At one point or another, you must have heard the saying: “Better to have loved and lost than never to have loved at all.” If you haven’t, I’m sorry to bring it up and apologize in advance to ruin your perception of it. First off, a history lesson – the saying come’s from Alfred Lord Tennyson’s 1850 poem In Memoriam:
I hold it true, whate’er befall;
I feel it, when I sorrow most;
‘Tis better to have loved and lost
Than never to have loved at all.
Despite the misconception that this is a wonderful saying and how it inspires one to love – it could not be more misleading. It baffles me that the idea of love has superseded intelligence, growth and innovation. It is the emotion that is most applauded and lusted after, yet it is the only that often has a direct negative reaction: pain, sadness and depression. Considering the risk involved, it indeed might not be better to have loved and lost than not loved at all.
Here’s how I see it…
Something that is said to complete you, make you happy and essentially help you get better in life is so closely related to the thing that holds you back, throws you in a endless pit and might lead to the darkest thoughts – it is a difficult choice to make. If you haven’t yet had the experience to feel love, then who is to say that your life isn’t better off?

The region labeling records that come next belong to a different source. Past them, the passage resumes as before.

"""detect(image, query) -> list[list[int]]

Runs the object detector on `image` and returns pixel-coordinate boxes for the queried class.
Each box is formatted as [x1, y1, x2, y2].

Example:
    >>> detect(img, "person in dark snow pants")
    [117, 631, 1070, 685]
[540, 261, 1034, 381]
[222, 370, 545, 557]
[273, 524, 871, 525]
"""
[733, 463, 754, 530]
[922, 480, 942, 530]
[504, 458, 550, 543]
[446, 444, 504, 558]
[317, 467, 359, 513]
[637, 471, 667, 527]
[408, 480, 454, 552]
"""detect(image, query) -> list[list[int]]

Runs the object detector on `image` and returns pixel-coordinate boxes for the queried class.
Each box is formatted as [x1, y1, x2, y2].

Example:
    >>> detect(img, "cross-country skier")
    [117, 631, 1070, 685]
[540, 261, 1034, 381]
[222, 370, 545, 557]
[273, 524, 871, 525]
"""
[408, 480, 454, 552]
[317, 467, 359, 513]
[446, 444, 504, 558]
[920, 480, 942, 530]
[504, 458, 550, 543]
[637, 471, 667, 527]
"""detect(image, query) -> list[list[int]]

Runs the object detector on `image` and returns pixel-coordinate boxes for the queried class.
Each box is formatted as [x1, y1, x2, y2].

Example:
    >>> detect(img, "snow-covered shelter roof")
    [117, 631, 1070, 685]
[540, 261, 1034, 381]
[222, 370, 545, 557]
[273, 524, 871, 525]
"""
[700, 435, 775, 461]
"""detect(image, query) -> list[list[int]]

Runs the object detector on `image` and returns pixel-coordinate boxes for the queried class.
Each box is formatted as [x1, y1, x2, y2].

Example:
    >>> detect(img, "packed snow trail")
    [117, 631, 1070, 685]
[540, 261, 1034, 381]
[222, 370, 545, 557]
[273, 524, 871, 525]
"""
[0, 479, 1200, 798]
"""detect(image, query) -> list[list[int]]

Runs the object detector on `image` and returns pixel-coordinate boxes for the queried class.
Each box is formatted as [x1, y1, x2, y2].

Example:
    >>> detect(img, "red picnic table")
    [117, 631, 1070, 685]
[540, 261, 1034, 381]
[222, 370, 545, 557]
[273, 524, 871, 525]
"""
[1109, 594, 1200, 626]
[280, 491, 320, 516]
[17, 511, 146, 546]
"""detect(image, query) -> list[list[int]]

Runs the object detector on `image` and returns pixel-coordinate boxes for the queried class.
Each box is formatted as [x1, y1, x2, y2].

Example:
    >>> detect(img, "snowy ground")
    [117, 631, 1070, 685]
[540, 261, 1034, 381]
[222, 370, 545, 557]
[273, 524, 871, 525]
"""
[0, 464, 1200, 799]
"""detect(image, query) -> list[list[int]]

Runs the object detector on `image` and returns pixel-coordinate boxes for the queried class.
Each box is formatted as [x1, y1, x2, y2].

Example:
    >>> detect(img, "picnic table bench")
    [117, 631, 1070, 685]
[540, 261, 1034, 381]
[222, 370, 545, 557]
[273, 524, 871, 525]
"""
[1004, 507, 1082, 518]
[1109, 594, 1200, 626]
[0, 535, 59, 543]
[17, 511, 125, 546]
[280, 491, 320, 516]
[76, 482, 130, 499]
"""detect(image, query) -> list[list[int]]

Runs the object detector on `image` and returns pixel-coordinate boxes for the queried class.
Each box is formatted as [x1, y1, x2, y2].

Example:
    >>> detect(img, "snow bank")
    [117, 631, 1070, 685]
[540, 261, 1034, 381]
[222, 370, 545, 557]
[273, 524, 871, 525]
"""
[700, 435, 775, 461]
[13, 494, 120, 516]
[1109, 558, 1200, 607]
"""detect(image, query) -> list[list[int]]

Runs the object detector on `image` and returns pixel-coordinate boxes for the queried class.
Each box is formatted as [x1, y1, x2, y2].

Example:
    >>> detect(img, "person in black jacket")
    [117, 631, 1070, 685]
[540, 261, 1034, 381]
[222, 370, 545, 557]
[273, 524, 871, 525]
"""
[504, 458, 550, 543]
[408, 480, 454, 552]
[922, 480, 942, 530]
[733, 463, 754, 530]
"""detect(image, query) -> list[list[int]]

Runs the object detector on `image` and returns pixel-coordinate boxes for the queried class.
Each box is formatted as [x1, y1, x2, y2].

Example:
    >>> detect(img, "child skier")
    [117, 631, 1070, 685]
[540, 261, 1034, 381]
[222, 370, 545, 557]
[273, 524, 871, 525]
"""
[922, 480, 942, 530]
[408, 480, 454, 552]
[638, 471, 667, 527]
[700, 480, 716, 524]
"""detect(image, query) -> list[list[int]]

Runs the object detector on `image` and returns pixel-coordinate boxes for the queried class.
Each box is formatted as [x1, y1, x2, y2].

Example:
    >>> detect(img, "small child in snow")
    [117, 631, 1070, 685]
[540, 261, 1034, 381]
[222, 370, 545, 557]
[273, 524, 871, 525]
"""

It can easily be compared to money. Now would it make sense to say: it would be better to have money and lost it all, than have no money at all.
Personally, I do not agree with it as it mocks all those who haven’t loved or lost. It is perfectly acceptable not to have loved at all and be happy, than have loved/lost to be miserable. As individuals, we are capable of love but we are also capable of being by ourselves to achieve whatever it is to be happy. The point is not to consciously avoid love, but it to make an effort to be happy in whatever state you are!